6 Visualization Tricks with Python to Handle Ultra-Long Time-Series Data
Simple ideas using a few lines of Python code to deal with a long time-series plot
Typically, a time-series plot consists of an X-axis representing the timeline and a Y-axis showing data values. This visualization is common in showing the progress of data over time. It has some benefits in extracting insight information such as trends and seasonal effects.
There is a concern when dealing with an ultra-long timeline. Even though long time-series data can be easily fitted into a plotting area using data visualization tools, the result can be messy. Let’s compare the two samples below.
While we can see the details on the first chart, it can be noticed that the second one is too dense to read due to containing long time-series data.

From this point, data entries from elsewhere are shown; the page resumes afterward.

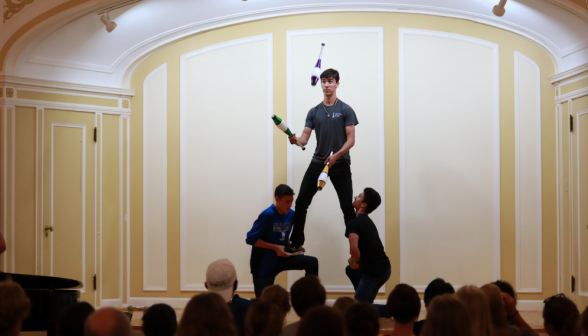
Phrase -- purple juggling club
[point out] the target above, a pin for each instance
(316, 72)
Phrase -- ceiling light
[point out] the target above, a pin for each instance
(499, 10)
(110, 25)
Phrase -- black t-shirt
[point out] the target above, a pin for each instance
(329, 123)
(373, 259)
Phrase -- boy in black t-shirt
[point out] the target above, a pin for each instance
(369, 267)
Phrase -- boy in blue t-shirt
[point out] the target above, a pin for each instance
(268, 238)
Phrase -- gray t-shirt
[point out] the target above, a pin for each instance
(330, 129)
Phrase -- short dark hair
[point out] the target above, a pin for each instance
(322, 321)
(278, 295)
(72, 319)
(506, 287)
(362, 319)
(437, 287)
(372, 199)
(306, 293)
(283, 190)
(562, 314)
(404, 304)
(330, 73)
(160, 320)
(264, 318)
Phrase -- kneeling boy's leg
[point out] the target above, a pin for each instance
(260, 282)
(299, 263)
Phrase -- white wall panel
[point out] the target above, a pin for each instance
(357, 53)
(528, 175)
(226, 146)
(449, 159)
(155, 180)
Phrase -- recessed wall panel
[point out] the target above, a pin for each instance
(361, 87)
(226, 154)
(528, 174)
(155, 180)
(449, 159)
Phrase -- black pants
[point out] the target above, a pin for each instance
(340, 178)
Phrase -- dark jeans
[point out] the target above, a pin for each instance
(340, 176)
(366, 286)
(302, 262)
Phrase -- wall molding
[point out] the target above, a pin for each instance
(163, 287)
(580, 226)
(40, 104)
(83, 127)
(42, 85)
(539, 200)
(402, 134)
(184, 285)
(290, 117)
(569, 96)
(569, 76)
(141, 51)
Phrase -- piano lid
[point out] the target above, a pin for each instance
(28, 281)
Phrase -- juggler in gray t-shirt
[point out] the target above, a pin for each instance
(330, 129)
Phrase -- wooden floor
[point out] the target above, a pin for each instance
(535, 320)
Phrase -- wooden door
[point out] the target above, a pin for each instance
(68, 198)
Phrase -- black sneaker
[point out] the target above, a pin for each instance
(293, 250)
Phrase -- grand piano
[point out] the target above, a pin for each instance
(48, 296)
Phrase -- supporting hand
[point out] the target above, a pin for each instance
(280, 251)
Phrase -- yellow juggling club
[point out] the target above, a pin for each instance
(323, 177)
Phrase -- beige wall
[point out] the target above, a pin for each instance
(508, 44)
(121, 213)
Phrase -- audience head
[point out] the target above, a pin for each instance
(362, 319)
(221, 278)
(107, 322)
(343, 303)
(369, 200)
(14, 307)
(447, 316)
(277, 295)
(497, 312)
(73, 318)
(585, 322)
(404, 304)
(321, 321)
(264, 318)
(306, 293)
(160, 320)
(506, 287)
(478, 309)
(435, 288)
(207, 314)
(560, 316)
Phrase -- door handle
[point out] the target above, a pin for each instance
(48, 228)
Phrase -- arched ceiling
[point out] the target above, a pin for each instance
(75, 47)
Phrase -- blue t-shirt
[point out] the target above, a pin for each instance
(273, 228)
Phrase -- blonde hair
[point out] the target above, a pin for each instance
(478, 309)
(207, 314)
(447, 316)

This has one major drawback in that some interesting data points may be hidden.
To solve the problem, this article will guide six simple techniques that help present long time-series data more efficiently.
Get Data
For example, this article will use [Dublin Airport](https://en.wikipedia.org/wiki/Dublin_Airport) Daily Data, which contains meteorological data measured at Dublin Airport since 1942. The dataset consists of daily weather information, such as temperature, wind speed, pressure, etc.
For more information about Dublin Airport’s daily data, see the About the dataset section below.

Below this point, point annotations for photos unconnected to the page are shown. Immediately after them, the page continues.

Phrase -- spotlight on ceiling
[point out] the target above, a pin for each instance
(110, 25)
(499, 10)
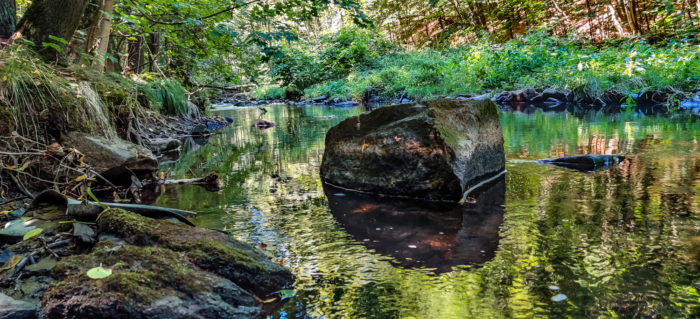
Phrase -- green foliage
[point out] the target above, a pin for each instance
(536, 60)
(167, 95)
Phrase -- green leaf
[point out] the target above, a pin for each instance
(99, 272)
(32, 233)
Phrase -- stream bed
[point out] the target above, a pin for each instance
(542, 241)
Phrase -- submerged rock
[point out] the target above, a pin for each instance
(586, 163)
(432, 151)
(111, 158)
(162, 268)
(419, 234)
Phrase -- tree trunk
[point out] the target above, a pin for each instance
(112, 64)
(154, 51)
(97, 39)
(8, 16)
(46, 18)
(136, 55)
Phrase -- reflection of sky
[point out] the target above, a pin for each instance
(598, 237)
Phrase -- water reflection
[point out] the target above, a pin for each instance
(621, 242)
(421, 234)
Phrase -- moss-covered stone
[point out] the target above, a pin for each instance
(213, 251)
(145, 282)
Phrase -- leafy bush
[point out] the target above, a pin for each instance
(166, 95)
(537, 60)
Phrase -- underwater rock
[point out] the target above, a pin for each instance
(162, 268)
(432, 151)
(586, 163)
(111, 157)
(15, 309)
(420, 234)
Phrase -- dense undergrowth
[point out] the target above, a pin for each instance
(353, 62)
(39, 99)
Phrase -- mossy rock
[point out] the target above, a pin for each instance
(146, 282)
(210, 250)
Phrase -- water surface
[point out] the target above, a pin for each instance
(543, 241)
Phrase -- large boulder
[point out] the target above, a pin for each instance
(111, 157)
(162, 268)
(432, 151)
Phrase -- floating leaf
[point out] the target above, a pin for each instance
(32, 233)
(99, 272)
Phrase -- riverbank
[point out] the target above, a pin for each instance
(73, 141)
(371, 70)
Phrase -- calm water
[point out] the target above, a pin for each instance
(543, 241)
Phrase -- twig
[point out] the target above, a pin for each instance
(21, 187)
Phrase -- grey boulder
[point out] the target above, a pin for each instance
(431, 151)
(111, 156)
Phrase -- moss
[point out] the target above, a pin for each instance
(210, 250)
(140, 274)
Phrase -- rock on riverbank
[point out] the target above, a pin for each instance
(162, 268)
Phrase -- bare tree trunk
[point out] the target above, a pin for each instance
(154, 51)
(136, 56)
(616, 22)
(97, 40)
(46, 18)
(112, 64)
(8, 18)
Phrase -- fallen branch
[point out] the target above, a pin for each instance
(210, 182)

Start with import libraries
import numpy as np
import pandas as pd
import matplotlib.pyplot as plt
import seaborn as sns
import plotly.express as px
import plotly.graph_objects as go
%matplotlib inline
Read the CSV file
df = pd.read_csv('location/file name.csv')
df['date'] = pd.to_datetime(df['date'])
df.tail()
Explore data
df.info()
Fortunately, with a quick look, the dataset has no missing values.
Prepare data
We will work with the maximum and minimum temperature data. The period used is from 1990 to 2021, which is 32 years in total. If you want to select other variables or ranges, please feel free to modify the code below.

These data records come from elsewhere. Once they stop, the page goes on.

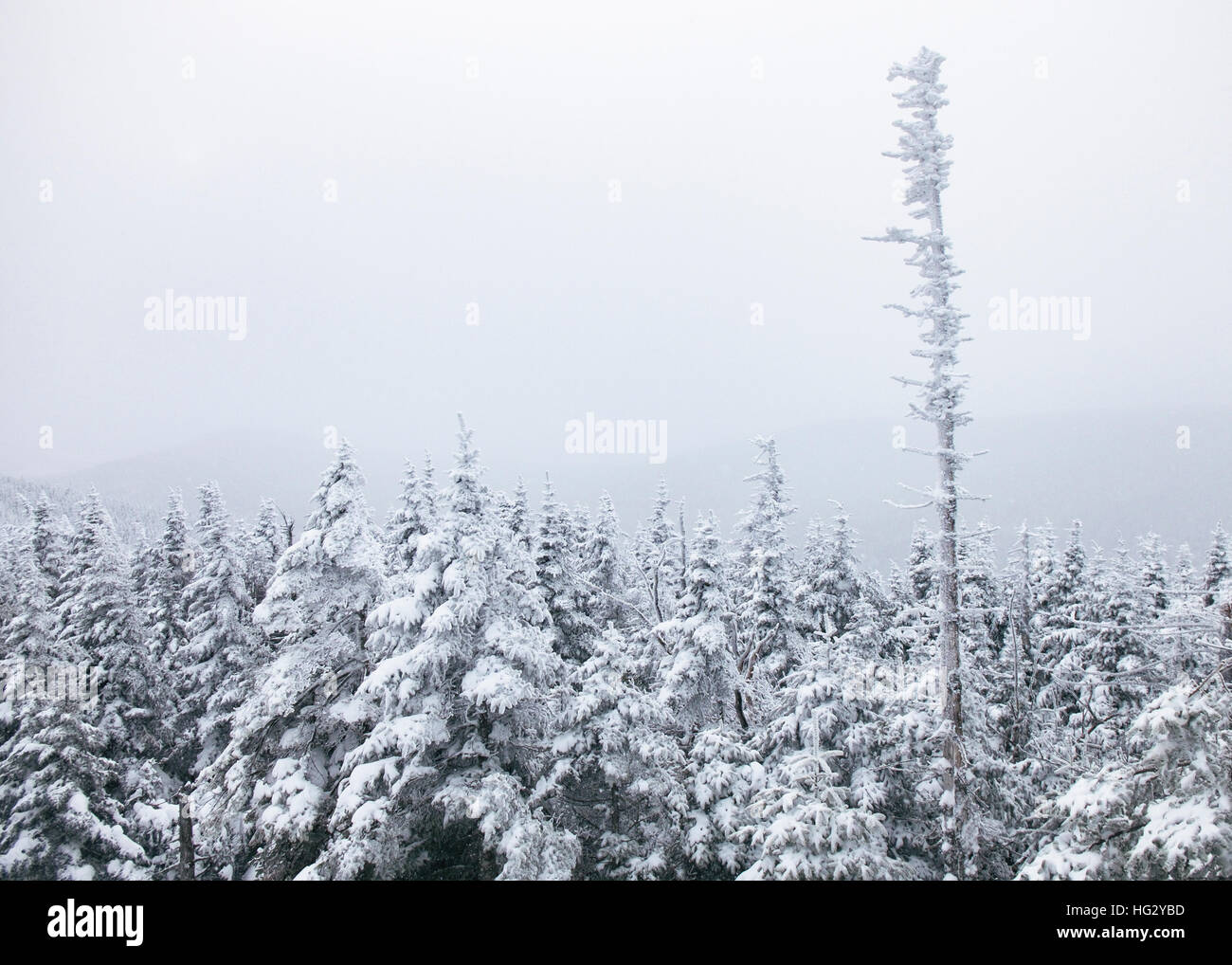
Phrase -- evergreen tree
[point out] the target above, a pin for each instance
(1218, 566)
(454, 714)
(220, 658)
(617, 771)
(265, 545)
(265, 801)
(173, 566)
(770, 643)
(554, 567)
(411, 518)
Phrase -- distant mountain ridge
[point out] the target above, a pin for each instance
(1120, 473)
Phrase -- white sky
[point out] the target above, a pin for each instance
(494, 190)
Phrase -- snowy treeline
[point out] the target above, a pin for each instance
(485, 688)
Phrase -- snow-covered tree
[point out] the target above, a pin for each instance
(616, 778)
(769, 624)
(220, 657)
(265, 801)
(923, 148)
(555, 565)
(411, 518)
(1218, 566)
(172, 569)
(1162, 812)
(265, 545)
(456, 710)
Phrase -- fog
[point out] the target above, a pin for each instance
(529, 212)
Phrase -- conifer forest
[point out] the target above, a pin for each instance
(498, 682)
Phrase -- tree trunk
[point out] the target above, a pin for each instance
(188, 858)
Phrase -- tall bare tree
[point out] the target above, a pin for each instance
(923, 151)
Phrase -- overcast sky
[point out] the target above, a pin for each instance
(473, 148)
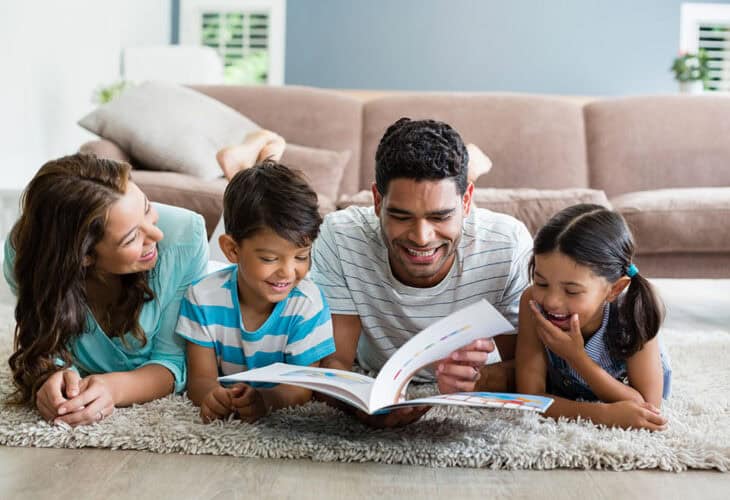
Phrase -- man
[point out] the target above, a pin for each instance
(420, 253)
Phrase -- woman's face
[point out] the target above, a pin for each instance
(130, 239)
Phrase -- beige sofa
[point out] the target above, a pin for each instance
(662, 161)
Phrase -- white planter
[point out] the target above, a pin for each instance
(694, 87)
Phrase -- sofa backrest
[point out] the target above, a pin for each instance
(303, 115)
(533, 141)
(643, 143)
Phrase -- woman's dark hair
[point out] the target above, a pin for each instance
(421, 150)
(64, 211)
(274, 196)
(599, 238)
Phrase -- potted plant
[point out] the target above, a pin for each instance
(691, 71)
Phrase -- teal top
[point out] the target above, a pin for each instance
(182, 259)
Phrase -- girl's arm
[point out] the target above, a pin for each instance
(646, 374)
(531, 371)
(570, 346)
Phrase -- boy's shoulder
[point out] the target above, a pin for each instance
(305, 299)
(214, 288)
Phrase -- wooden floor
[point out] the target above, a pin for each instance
(92, 474)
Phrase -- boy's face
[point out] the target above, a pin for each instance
(269, 266)
(421, 222)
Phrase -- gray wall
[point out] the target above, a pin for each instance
(580, 47)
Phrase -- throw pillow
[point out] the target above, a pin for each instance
(323, 168)
(170, 127)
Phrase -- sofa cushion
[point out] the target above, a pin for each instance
(170, 127)
(684, 220)
(531, 206)
(322, 168)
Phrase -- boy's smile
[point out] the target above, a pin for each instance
(269, 267)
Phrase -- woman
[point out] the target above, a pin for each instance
(99, 273)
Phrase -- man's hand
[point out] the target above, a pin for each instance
(394, 418)
(462, 369)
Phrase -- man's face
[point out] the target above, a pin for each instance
(422, 223)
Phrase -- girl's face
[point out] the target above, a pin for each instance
(563, 288)
(130, 239)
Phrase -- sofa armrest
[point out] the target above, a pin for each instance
(105, 149)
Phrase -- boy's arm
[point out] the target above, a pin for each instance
(202, 372)
(346, 330)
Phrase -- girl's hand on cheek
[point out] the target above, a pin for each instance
(568, 345)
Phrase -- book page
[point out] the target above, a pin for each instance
(525, 402)
(351, 387)
(477, 321)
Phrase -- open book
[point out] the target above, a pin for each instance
(371, 395)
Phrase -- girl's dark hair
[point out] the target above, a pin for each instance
(275, 196)
(64, 211)
(599, 238)
(421, 150)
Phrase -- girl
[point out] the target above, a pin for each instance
(581, 339)
(99, 273)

Create month, year, and month-year columns for use later.
Plot the time-series plot
From the DataFrame, the code below shows how to plot a basic time-series plot. The result can be compared later with other visualizations in this article.
plt.figure(figsize=(16,9))
sns.set_style('darkgrid')
sns.lineplot(data=df_temp, y='meantp', x ='date')
plt.show()
As previously mentioned, the obtained chart is too dense. In the next section, let’s see how we can deal with the problem.
Visualizations to handle ultra-long time-series data
6 simple tricks can be applied to present a long time-series plot:
- #1 zoom in and zoom out
- #2 focus on what matters
- #3 draw lines
- #4 use distribution
- #5 group by and apply a color scale
- #6 circle the line
Trick #1: Zoom in and zoom out
We can create an interactive chart in which the result can be zoomed in or zoomed out to see more details. This is a good idea to expand a dense area on the chart. Plotly is a helpful library that will help us create an interactive chart.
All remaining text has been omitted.